The primary setting is the chamber and anteroom of the Continental Congress in Philadelphia, between May and July 1776. While colony delegates quibble over mundane issues, John Adams of Massachusetts (Bruce Ladd) and Benjamin Franklin of Pennsylvania (Larry Lederman) face an uphill struggle in convincing their colleagues -- some apathetic, some self-serving -- to launch a revolutionary war against England. A committee is formed to draft the Declaration, and the contentious struggle to enable the birth of America commences.
Ladd offers a splendid characterization as an intensely driven statesman called "obnoxious and disliked" while fiercely pursuing compassionate policies on human rights. This is a highly bombastic role, and on opening night, Ladd's singing was compromised by intermittent hoarseness. Lederman is a droll and thoroughly captivating Franklin.
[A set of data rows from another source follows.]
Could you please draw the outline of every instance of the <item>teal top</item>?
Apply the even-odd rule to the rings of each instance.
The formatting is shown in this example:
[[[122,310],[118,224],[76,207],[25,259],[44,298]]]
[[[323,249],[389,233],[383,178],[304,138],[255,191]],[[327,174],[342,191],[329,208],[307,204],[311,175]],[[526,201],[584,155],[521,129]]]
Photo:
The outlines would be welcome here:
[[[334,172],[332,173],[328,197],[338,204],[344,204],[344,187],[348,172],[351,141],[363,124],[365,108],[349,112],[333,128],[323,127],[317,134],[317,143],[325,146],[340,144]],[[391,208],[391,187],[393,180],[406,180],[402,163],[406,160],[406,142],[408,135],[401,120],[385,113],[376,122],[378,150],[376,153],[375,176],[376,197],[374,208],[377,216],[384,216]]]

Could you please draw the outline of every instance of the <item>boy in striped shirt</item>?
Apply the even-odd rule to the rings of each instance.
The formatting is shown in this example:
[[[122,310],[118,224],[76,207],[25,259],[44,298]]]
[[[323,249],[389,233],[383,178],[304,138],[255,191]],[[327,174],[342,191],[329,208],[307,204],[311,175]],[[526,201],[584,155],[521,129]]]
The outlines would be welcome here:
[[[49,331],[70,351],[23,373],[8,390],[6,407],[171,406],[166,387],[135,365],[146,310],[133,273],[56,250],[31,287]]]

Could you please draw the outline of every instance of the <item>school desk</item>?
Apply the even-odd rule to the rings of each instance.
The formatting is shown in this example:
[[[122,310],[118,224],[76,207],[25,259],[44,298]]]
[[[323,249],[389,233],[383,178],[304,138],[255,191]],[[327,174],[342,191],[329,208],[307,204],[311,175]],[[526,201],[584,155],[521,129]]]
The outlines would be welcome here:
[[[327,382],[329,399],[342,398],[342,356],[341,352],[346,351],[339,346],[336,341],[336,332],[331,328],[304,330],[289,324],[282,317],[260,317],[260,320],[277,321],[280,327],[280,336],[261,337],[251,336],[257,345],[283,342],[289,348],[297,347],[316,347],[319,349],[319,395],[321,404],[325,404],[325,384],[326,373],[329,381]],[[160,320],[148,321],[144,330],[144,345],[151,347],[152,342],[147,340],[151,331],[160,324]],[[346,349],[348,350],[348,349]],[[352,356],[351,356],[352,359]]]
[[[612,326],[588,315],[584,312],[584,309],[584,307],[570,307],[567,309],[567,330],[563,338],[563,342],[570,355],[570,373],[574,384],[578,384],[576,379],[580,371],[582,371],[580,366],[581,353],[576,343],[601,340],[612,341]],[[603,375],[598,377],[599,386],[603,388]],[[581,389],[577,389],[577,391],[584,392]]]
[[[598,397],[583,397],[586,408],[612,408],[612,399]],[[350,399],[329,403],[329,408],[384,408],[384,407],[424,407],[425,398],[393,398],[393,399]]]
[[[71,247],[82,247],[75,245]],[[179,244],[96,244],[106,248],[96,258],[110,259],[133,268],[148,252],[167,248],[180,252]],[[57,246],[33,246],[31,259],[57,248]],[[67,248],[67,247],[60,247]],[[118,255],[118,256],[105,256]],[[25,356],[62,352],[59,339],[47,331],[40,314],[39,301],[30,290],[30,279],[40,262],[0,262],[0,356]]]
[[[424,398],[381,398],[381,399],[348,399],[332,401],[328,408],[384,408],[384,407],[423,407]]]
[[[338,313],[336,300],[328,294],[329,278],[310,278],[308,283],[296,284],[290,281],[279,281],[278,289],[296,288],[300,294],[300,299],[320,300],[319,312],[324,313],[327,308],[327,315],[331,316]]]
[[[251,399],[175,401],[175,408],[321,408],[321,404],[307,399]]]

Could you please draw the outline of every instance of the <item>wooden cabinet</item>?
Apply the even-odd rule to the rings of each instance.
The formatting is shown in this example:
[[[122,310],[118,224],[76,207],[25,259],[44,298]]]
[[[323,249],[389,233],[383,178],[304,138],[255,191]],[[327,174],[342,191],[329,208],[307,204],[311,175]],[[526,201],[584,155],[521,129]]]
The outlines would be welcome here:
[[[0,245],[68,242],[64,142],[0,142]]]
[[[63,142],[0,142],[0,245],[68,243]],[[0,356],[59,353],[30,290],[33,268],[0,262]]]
Tim Farmer is superb as the severely ailing Caesar Rodney. Bravura characterizations and showstopping solos come from Mark Kinsey Stephenson as the boisterous Richard Henry Lee, Stephen Van Dorn as ruthless Southern slave owner Edward Rutledge; and Matt Lutz as the Courier, delivering the galvanizing "Momma Look Sharp." Leslie Spencer Smith sings gorgeously and delivers a winning portrayal as Adams' lonely wife, Abigail. As libidinous Martha Jefferson, Erika Whalen is spirited, but she sometimes swallows lyrics in the rousing and slyly suggestive "He Plays the Violin."
The large ensemble is uniformly excellent, including standout work by Gus Corrado as the outspoken clerk, Ben Hensley as love-struck Thomas Jefferson, Michael Mulligan as fiery Irish delegate Thomas McKean, and Don Robb as the sage Stephen Hopkins.
Music director Johanna Kent and a four-piece backstage combo serve the lovely score well, and choreographer Allison Bibicoff's dances add zest to the proceedings. Designs (Stephen Gifford's set, Lisa D. Katz's lighting, A. Jeffrey Schoenberg's costumes) are exemplary. The powerful document-signing tableau at the conclusion elicits a lump in the throat, richly earned in this heartfelt rendition.
Presented by the Actors Co-op at the Crossley Theatre,
1760 N. Gower St., Hollywood.
Fri.-Sat. 8 p.m., Sun. 2:30 p.m. (Also Sat. 2:30 p.m. Feb. 16 & 23.) Feb 8-Mar. 16.